今井雅人は資金5倍トレード達成!米ドル/円の攻めトレードが成功したのには理由があった!

■米ドル/円の最安値79.75円割れが再び意識され始めた

 為替市場では、円高の勢いが増している。現執筆時点で、米ドル/円は再び80.50円を割り込もうとしており、1995年につけた史上最安値79.75円の更新を意識する市場関係者が多いようだ。

 「実弾介入」を行っても効果がないことを悟ったのか、日本の政府高官はもっぱら「口先介入」を繰り返している。

 しかし「有言実行」でなければ、「口先介入」はかえって投機筋の攻撃の的とされてしまう。

 円高が進む局面で「(必要に応じて)断固たる措置を取る」と言い続けている野田財務相のことを、海外では「No Decisive Action(断固たる措置なし)」のイニシャルをもじって「NODA」と揶揄(やゆ)しているそうだが、これはある意味で納得できることだ。
米ドル/円 日足
(リアルタイムチャートはこちら → FXチャート&レート:米ドル/円 日足

 もちろん、足元の円高の本質は米ドル安である。

 その本家の米国では中間選挙を来週に控え、オバマ政権の与党である民主党が苦戦を強いられているようだ。初の黒人大統領誕生でわいた当時から、はや2年の歳月が経ったが、今回の選挙はこれまでのオバマ政権に対する通信簿となりそうだ。

 直近の世論調査では、初めて不支持が支持を上回っており、雇用状況が一向に改善されず職に就けない怒りの矛先が、オバマ政権の批判へと直接向かっているようだ。

 つまり、中間選挙の核となる問題は、何よりもまず雇用問題であり、その解決の糸口は「米ドル安」にこそある。

■米国の追加の量的緩和は相場に織り込まれた

 さて、韓国で先週末に開催されたG20(20カ国・地域財務相・中央銀行総裁会議)は、前回のコラムで予想したとおり、具体的な策が出ないまま終了した「中国利上げは経済運営に自信のある証。
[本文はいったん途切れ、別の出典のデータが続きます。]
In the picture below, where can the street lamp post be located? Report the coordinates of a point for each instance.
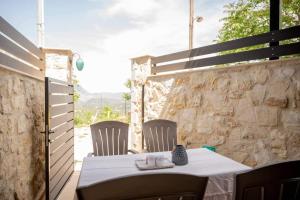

大きなトレンドとしてのドル安は当面続く」を参照)

 かろうじて、声明文に「通貨安競争を回避する」ことや「経常収支の不均衡を是正し、持続可能な水準を維持する」といった内容が組み込まれたものの、一部で期待されていた「プラザ合意の再来」にはほど遠い結果となった。

 そのような中、米ドル安政策を強く批判するドイツの顔色をうかがうかのように、ガイトナー米財務長官は「強い米ドルを支持する」と改めて表明したものの、自らが推し進めている通貨政策は「米ドル安」政策以外の何物でもない。

現在のマーケットの注目点は、米中間選挙と同様に来週開催されるFOMC(米連邦公開市場委員会)で決定されるであろう追加の量的緩和策の規模が、どれくらいになるのかである

 すでに、追加の量的緩和策が実施されることは、かなりの部分が相場に織り込まれている。それは、好調な米国株式市場や米ドル安の進行が如実に物語っている。

 今週に入り、その規模が予想されているよりも少額のものにとどまるのではないかとの観測から米ドルが買い戻される場面もあったが、ドルインデックスは1つの節目である78のブレイクにいったん失敗しているように見える。